Nabil Boutros, Egypt is a Modern Country, 2006
« Le mépris dans lequel la photographie a longtemps été tenue, ainsi que la censure, ont conduit la mémoire collective des Arabes à se construire uniquement à travers le prisme des images orientalistes et coloniales », Michket Krifa.










Écrit par la galeriste londonienne Rose Issa et Michket Krifa, directrice de la Biennale de Bamako, "Arab Photography Now" met en avant le travail de trente photographes du Moyen-Orient à l’Afrique du Nord.
Arab Photography Now est le premier ouvrage de référence sur la photographie arabe contemporaine. Pourquoi avoir décidé de faire ce livre ?
Rose Issa : Avant tout, pour combler un vide. Si la photographie contemporaine arabe est très exposée depuis quelques années, je suis toujours surprise du manque de documentation sur le sujet. Le livre a donc été conçu comme une base de travail destinée à la fois au grand public et aux chercheurs, un ouvrage qui donne à voir ce qu’est la photographie arabe, ses idées, son esthétique et son engagement.

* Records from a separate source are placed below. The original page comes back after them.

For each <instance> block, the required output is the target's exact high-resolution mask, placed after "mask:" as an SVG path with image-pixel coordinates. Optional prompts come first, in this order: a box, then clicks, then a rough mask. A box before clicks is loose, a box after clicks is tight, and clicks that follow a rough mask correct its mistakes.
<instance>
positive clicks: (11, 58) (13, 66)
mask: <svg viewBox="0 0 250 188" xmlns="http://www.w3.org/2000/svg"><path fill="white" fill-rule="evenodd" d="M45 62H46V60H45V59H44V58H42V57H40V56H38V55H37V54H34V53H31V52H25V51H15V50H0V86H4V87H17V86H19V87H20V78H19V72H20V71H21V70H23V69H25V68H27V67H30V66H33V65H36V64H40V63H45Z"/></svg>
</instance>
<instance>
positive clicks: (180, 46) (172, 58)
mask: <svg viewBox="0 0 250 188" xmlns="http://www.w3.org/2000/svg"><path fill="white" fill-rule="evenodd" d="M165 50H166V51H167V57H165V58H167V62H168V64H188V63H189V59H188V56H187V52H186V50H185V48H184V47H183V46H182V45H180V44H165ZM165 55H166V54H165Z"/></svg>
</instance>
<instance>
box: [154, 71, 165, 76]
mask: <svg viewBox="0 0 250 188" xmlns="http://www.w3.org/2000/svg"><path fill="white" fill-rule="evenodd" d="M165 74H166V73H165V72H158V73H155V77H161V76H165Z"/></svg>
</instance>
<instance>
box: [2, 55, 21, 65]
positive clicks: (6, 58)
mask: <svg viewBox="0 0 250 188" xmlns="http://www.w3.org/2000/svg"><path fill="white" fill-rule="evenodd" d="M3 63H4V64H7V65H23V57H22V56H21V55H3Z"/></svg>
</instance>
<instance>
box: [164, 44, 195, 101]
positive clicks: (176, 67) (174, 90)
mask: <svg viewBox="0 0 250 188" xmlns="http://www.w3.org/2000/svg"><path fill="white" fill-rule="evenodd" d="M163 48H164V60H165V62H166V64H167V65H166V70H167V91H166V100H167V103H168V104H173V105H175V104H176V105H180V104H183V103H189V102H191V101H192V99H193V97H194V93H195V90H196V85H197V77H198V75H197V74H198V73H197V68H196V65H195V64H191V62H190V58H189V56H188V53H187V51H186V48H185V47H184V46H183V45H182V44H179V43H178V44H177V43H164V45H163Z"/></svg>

Michket Krifa : Il y a aussi le désir de restaurer l’histoire interne de la photographie arabe et de la confronter aux imaginaires occidentaux. Pendant longtemps, cette région du monde n’a été vue qu’à travers le regard des Européens. Jusqu’aux années 80, ce que l’on retient des événements comme la guerre du Liban, la révolution iranienne ou la première intifada palestinienne, ce sont uniquement des images faites par les Occidentaux. Les photographes arabes, eux, n’ont pas encore été intégrés à cette histoire. Or, c’est la façon dont les Arabes se décrivent eux-mêmes qui nous intéresse.
Dans la préface, vous soulignez le mépris dont a longtemps souffert la photographie dans les pays arabes...
Michket Krifa : Prenons l’exemple de la presse. Pendant des années, les photographies publiées dans les journaux arabes n’ont pas été créditées. Et malgré la profusion d’images, très peu ont été archivées. Ce manque de reconnaissance, renforcé par la censure, a conduit la mémoire collective des Arabes à se construire uniquement à travers le prisme de la photographie orientaliste et coloniale.
Rose Issa : Il y a aussi des considérations économiques. Parce qu’elle coûte cher, la photographie argentique est longtemps restée inaccessible. En ce sens, l’apparition du numérique a été une bénédiction pour les artistes et les amateurs. Les nouvelles technologies et Internet ont fait le reste. Aujourd’hui, n’importe qui peut consulter en ligne les archives de la Fondation arabe pour l’image (créée en 1997 à Beyrouth, ndlr) qui a collecté plus de 400 000 photographies en provenance des pays arabes et de la diaspora.